Я скривилась от спазма в напряженной спине. Так происходило всегда, когда у матери случались хорошие дни. А они случались гораздо реже, чем плохие. Когда мама пребывала не в себе, я знала: нельзя терять бдительность, надо все время быть настороже. Но иногда, когда на маму накатывало хорошее настроение, я непозволительно расслаблялась, отвлекалась от действительности и уносилась мысленно в прошлое, вспоминая, какой она была прежде.
А потом, когда маму «перещелкивало», меня изводила боль.
– Я хочу! – вынырнула из-за моей спины Джуни с улыбкой до ушей.
Я покосилась на сестренку. Никто из нас ни разу не обмолвился, насколько оказалась мать близка к очередному «отпуску» накануне. Но именно в силу этого ее нынешний прекрасный настрой только сильней напугал нас обеих.
– Знаю, – сказала мне Джуни, проскользнув вперед, в наш уголок для завтрака. – Сегодня день, когда надо быть умницей.
Я выдохнула чуть легче. «Быть умницей» было нашей кодовой заменой напутствия: «Приготовься, день будет тяжелым». Так я объяснила Джуни, когда она чуток повзрослела и уже могла понять: некоторые дни выдавались паршивыми, от рассвета до заката, но в этом был и положительный момент, поскольку ты за один день выплескивал весь негатив. Зато на следующий день тебе везло во всем. Это как «принцип зебры»: темные полосы сменяются светлыми.
Мама улыбнулась мне:
– А ты, Хизер? Будешь пончики?
Сегодня она уложила волосы так, как мне нравилось, – стянув свои жесткие кудри не головной повязкой, а белым шарфиком, концы которого красиво падали на ее плечо. Мамин взгляд был ясным и живым, благодаря искусной подводке и перламутровым голубым теням ее глаза казались невероятно большими. Румяна были в тон губной помаде. И выглядела мама как телезвезда – даже на нашей кухне, возле аппарата для приготовления пончиков без масла. По-моему, в Пэнтауне у всех были подобные аппараты – последнее изобретение Сэма Пэндольфо: чугунная форма для одновременной выпечки шести пончиков. Оригинальный рецепт предполагал использование непросеянной муки и изюма, но мамины получались вкусней; она не добавляла в тесто изюм, зато посыпала их сахарной пудрой с корицей.
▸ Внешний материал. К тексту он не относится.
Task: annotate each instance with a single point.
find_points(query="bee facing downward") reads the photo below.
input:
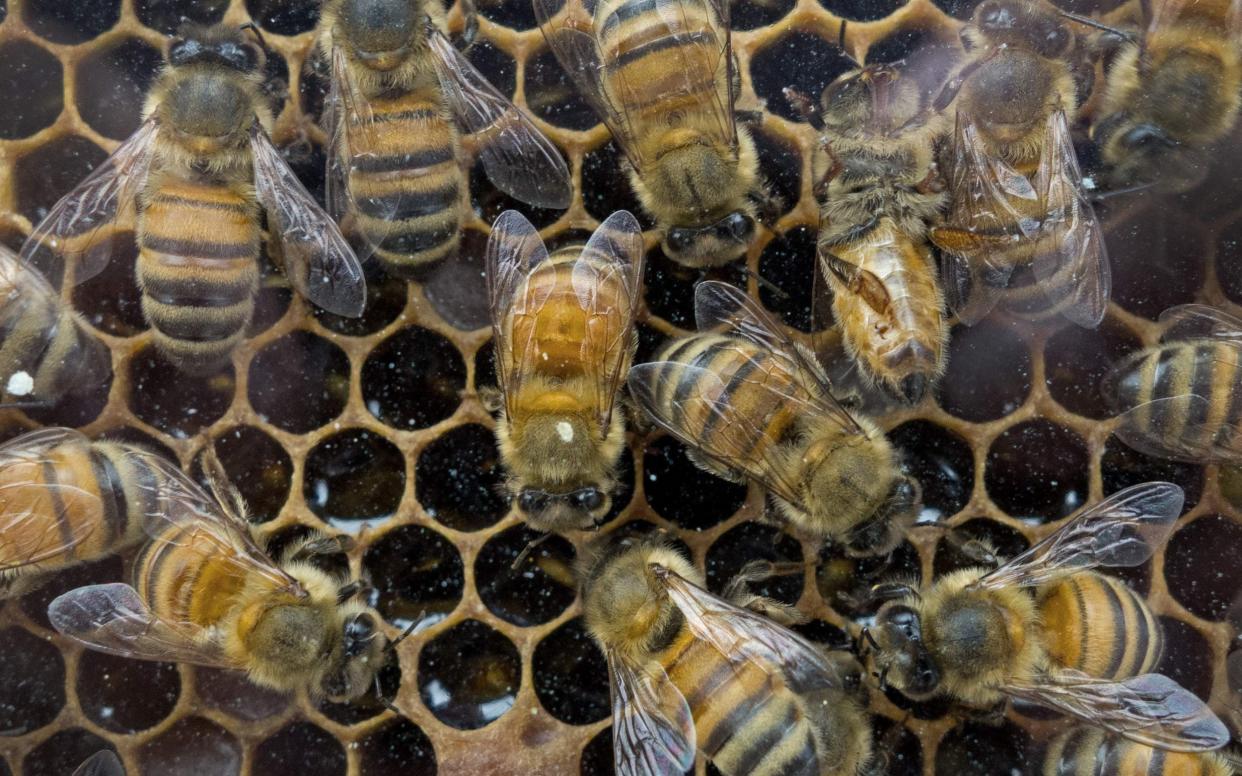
(1046, 628)
(750, 404)
(564, 340)
(204, 594)
(694, 672)
(196, 176)
(399, 94)
(662, 78)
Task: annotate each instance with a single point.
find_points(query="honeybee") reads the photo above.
(1171, 90)
(194, 178)
(66, 500)
(1019, 220)
(205, 594)
(1093, 753)
(103, 762)
(691, 671)
(753, 405)
(1179, 399)
(46, 350)
(564, 339)
(1047, 630)
(395, 160)
(662, 78)
(877, 162)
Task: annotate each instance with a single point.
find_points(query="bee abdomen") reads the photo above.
(1097, 625)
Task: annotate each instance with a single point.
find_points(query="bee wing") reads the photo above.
(1150, 709)
(93, 203)
(1122, 530)
(518, 158)
(114, 618)
(1077, 270)
(101, 764)
(720, 304)
(708, 404)
(513, 248)
(318, 261)
(652, 726)
(739, 633)
(26, 535)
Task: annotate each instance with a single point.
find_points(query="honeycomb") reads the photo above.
(374, 427)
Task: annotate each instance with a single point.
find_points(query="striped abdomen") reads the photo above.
(1097, 625)
(747, 720)
(405, 180)
(198, 266)
(1089, 751)
(1202, 381)
(67, 504)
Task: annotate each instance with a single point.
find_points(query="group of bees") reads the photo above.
(985, 170)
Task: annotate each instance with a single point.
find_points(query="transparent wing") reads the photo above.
(1122, 530)
(517, 157)
(73, 222)
(318, 262)
(113, 618)
(652, 726)
(101, 764)
(31, 529)
(1150, 709)
(720, 304)
(742, 635)
(733, 441)
(1074, 270)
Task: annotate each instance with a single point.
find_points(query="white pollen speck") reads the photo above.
(20, 384)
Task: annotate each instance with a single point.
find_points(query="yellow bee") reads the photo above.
(564, 340)
(662, 80)
(205, 594)
(195, 178)
(395, 166)
(1045, 628)
(692, 672)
– С удовольствием, – растянула губы в улыбке я, усевшись напротив Джуни. – Спасибо.
За готовкой мама напевала песню Джорджа Харрисона «Мой милый Боже». А я поймала себе на мысли, что каждое покачивание бедрами, каждая ее улыбка, адресованная персонально одной из дочерей, действовали мне на нервы. Джуни, похоже, этого не замечала. Ее мысли были заняты другим.
– Лучше бы Морин не сбегала, – сказала она, потянувшись за пакетом с соком.
Мать на миг замерла, прекратила петь; ее лицо окаменело:
– Что?
Джуни кивнула:
– Морин сбежала пару дней тому назад. Вот почему мы не смогли выступить дважды на ярмарке.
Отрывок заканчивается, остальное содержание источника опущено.